Certains pourraient estimer qu'une codification de ce genre ne ferait rien de plus que de réitérer des obligations et des pouvoirs qui pourraient ou devraient être déjà reconnus en droit; néanmoins, elle pourrait contribuer à préciser et à élargir la portée de ces obligations et de ces pouvoirs. Une codification semblable a déjà été effectuée en matière civile dans certains ressorts. Par exemple, selon les Règles de procédure civile de l'Ontario : « Toutes les parties et leurs avocats sont réputés s'engager à ne pas utiliser les éléments de preuve ou les renseignements auxquels la présente Règle s'applique à des fins autres que celles de l'instance au cours de laquelle les éléments de preuve ont été obtenus » (Règle 30.1.01(3)).

Des modifications législatives pourraient aussi énoncer, de manière plus détaillée, d'autres obligations applicables aux pièces communiquées, comme les obligations concernant la supervision exercée par l'avocat sur l'accusé qui consulte les pièces, et le bon stockage et la destruction de celles-ci. De plus, ces modifications pourraient également prévoir conférer au tribunal le pouvoir de prononcer une ordonnance de modification des règles habituelles lorsque l'intérêt de la justice ou l'intérêt public l'exigerait.

De même, cette proposition pourrait être assortie d'une infraction ciblant l'utilisation abusive de pièces communiquées [5]. Cette infraction pourrait être définie de sorte qu'elle vise l'utilisation des pièces de ce genre en vue de faciliter la perpétration d'une infraction pénale. Si cette définition peut éventuellement sembler faire double emploi avec les infractions de base qui pourraient donner lieu à des accusations, on pourrait ainsi reconnaître que l'utilisation de pièces communiquées constitue un tort distinct – et qu'il serait donc indiqué qu'elle fasse l'objet d'une infraction distincte supplémentaire.
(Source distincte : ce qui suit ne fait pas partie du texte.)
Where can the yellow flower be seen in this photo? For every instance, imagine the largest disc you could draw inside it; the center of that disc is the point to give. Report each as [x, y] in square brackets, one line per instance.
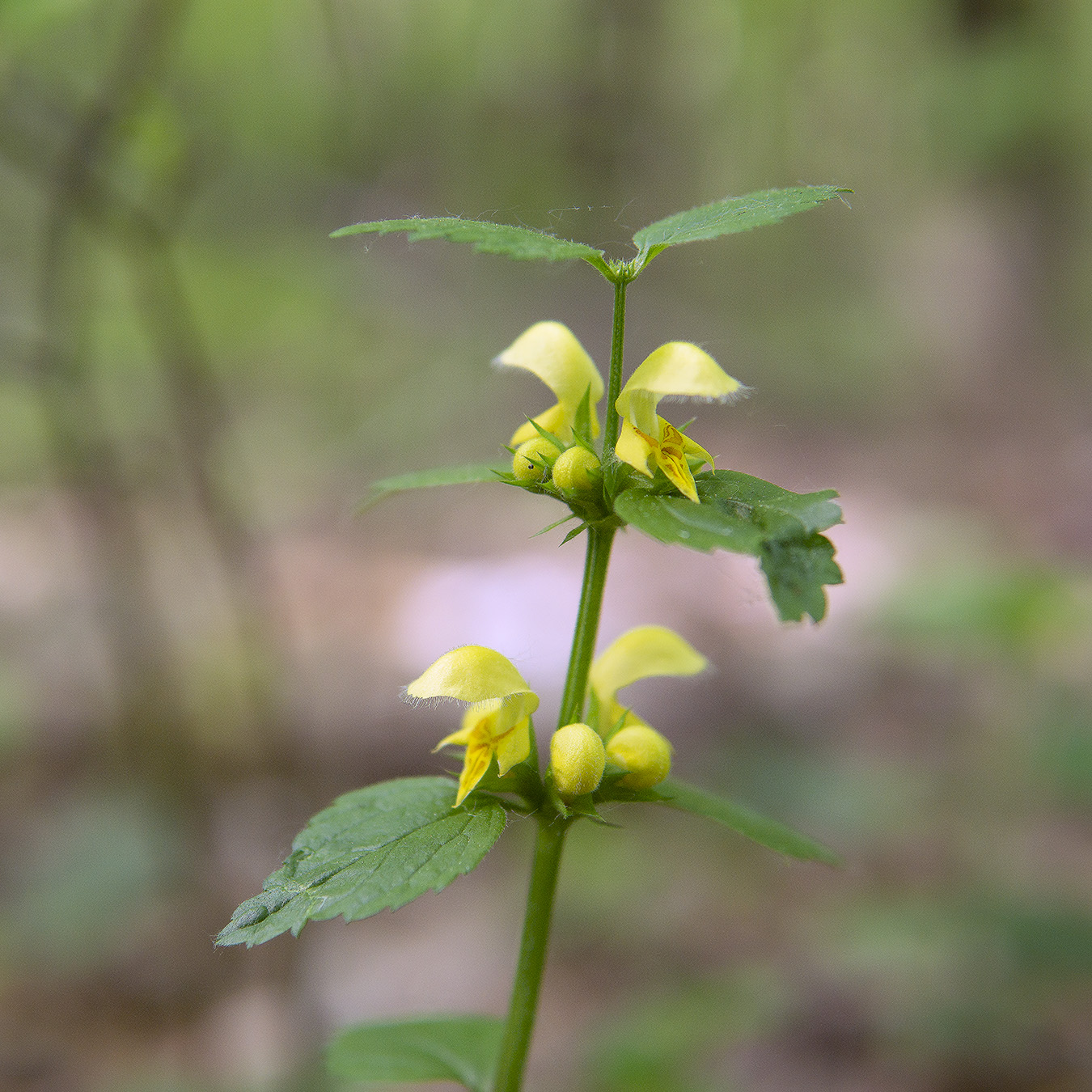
[498, 721]
[643, 751]
[676, 369]
[549, 351]
[577, 759]
[641, 653]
L'infraction en matière de communication de la preuve pourrait aussi être définie de telle sorte qu'elle s'applique à l'utilisation des pièces communiquées dans l'intention de porter atteinte à la vie privée d'une personne. Par cet aspect de l'infraction, il pourrait être reconnu que les pièces communiquées peuvent contenir des renseignements confidentiels délicats, notamment des renseignements concernant les victimes et les tiers. Même si des renseignements de ce genre ne sont pas utilisés de manière abusive pour perpétrer d'autres infractions prévues au Code criminel, les atteintes à la vie privée d'autrui constituent, en elles-mêmes, des torts graves, qui pourraient être visées par ces dispositions.

Si des dispositions de ce genre visant l'utilisation abusive de pièces communiquées devaient être adoptées, il serait nécessaire de se demander s'il faudrait les assortir d'exceptions et de moyens de défense spécifiques. Plus précisément, ces infractions et, le cas échéant, ces exceptions et les moyens de défense précisés, devront être formulés de manière convenable et méticuleuse : il s'agit de préserver le droit de l'accusé à une défense pleine et entière. On pourrait aussi songer à protéger les personnes qui utilisent les pièces de bonne foi, dans l'intérêt public, et non pas seulement l'accusé dans l'exercice de son droit à une défense pleine et entière.

Questions

  1. Serait-il avantageux de promulguer des dispositions législatives portant sur les obligations des personnes qui se font communiquer des pièces, et sur le pouvoir des tribunaux de rendre des ordonnances au sujet de ces pièces? Dans l'affirmative, comment formuler ces obligations?

  2. Des modifications législatives de la sorte devraient-elles inclure une infraction d'utilisation abusive de pièces communiquées et, dans l'affirmative, quelle devrait être sa portée?

  3. Devrait-on prévoir des règles concernant l'utilisation de pièces communiquées qui vont au-delà de ce qui est nécessaire pour assurer le respect du droit de l'accusé à une défense pleine et entière dans des causes particulières, par exemple, concernant un usage fait dans l'intérêt public?